Navigating the social environment is a complex task. It involves being able to interpret your own role and that of the role of others, in a variety of settings from formal learning to informal interchanges. It involves being able to interpret both the written and unwritten social rules of all environments. It involves being able to know what to say, how to say it, and when to say it. It involves taking perspective, thinking about others, learning about/from others, and interpreting your impact on others. It involves learning how to be an effective member of the group.
Dr. Butler works with students in either small groups or one-to-one, developing and strengthening their social strategy repertoire. Each session introduces a new strategy that is practiced in a simulation of a typical life situation. Coaching is provided to develop successful implementation of the strategy.

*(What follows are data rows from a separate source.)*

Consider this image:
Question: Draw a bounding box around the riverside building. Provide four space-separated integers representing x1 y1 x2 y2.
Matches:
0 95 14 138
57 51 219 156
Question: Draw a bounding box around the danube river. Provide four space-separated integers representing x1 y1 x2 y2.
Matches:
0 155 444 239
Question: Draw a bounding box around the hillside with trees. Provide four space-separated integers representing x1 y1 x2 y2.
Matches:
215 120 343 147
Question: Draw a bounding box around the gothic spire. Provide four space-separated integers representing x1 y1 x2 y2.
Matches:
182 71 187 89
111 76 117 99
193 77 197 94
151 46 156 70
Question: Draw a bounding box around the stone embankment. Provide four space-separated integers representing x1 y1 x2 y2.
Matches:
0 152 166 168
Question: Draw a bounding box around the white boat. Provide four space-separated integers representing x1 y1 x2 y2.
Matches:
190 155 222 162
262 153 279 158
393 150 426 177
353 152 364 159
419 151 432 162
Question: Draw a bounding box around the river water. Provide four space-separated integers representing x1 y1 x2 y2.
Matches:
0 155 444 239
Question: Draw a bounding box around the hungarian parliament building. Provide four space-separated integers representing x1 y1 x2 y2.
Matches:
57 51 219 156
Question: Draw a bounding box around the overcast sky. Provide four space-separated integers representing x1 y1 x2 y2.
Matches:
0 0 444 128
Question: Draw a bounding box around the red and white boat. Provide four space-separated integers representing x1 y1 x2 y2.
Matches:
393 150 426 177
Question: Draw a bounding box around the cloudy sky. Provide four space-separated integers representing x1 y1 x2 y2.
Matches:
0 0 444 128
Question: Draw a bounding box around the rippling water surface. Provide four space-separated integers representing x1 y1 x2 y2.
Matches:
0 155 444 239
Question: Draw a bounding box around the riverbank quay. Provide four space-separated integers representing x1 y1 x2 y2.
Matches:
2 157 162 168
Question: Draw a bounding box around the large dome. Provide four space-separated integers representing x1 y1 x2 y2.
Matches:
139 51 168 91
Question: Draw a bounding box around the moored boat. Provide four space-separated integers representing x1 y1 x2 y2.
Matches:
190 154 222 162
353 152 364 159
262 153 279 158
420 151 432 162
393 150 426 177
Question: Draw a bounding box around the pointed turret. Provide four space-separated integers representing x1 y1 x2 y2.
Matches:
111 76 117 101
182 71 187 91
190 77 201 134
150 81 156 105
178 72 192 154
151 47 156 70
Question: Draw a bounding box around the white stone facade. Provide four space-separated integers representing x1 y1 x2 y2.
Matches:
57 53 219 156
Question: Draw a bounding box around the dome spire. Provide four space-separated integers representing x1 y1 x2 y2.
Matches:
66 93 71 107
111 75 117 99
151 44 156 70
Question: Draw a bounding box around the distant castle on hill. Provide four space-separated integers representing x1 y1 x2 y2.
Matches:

This work is designed to support students toward building enviable adult lives, creating a bridge of generalization so that students use newly developed skills outside of the office setting. Our goal is to build toward independence and self-advocacy by allowing students to develop their ability to choose and make valuable decisions.
Social Skills Conceptual Framework
- ToM (Theory of Mind)
- CBT (Cognitive Behavior Therapy)
- Thoughts cause feelings and behaviors
- ILAUGH (MGW, 2005)
- Listening with Eyes and Brain
- Abstract/Inferential Language & Communication
- Understanding Perspective
- 4 Steps of Communication (MGW, 2008)
- Consider the thoughts feelings of others
- Establish a physical presence
- Use your eyes to consider…
- Use your language to show…
- 4 Steps of Perspective Taking (MGW, 2008)
- Two people sharing a space equals… communication
- People have thoughts about others
- These thoughts are framed by one’s perspective
- Communication partners monitor one another throughout the process.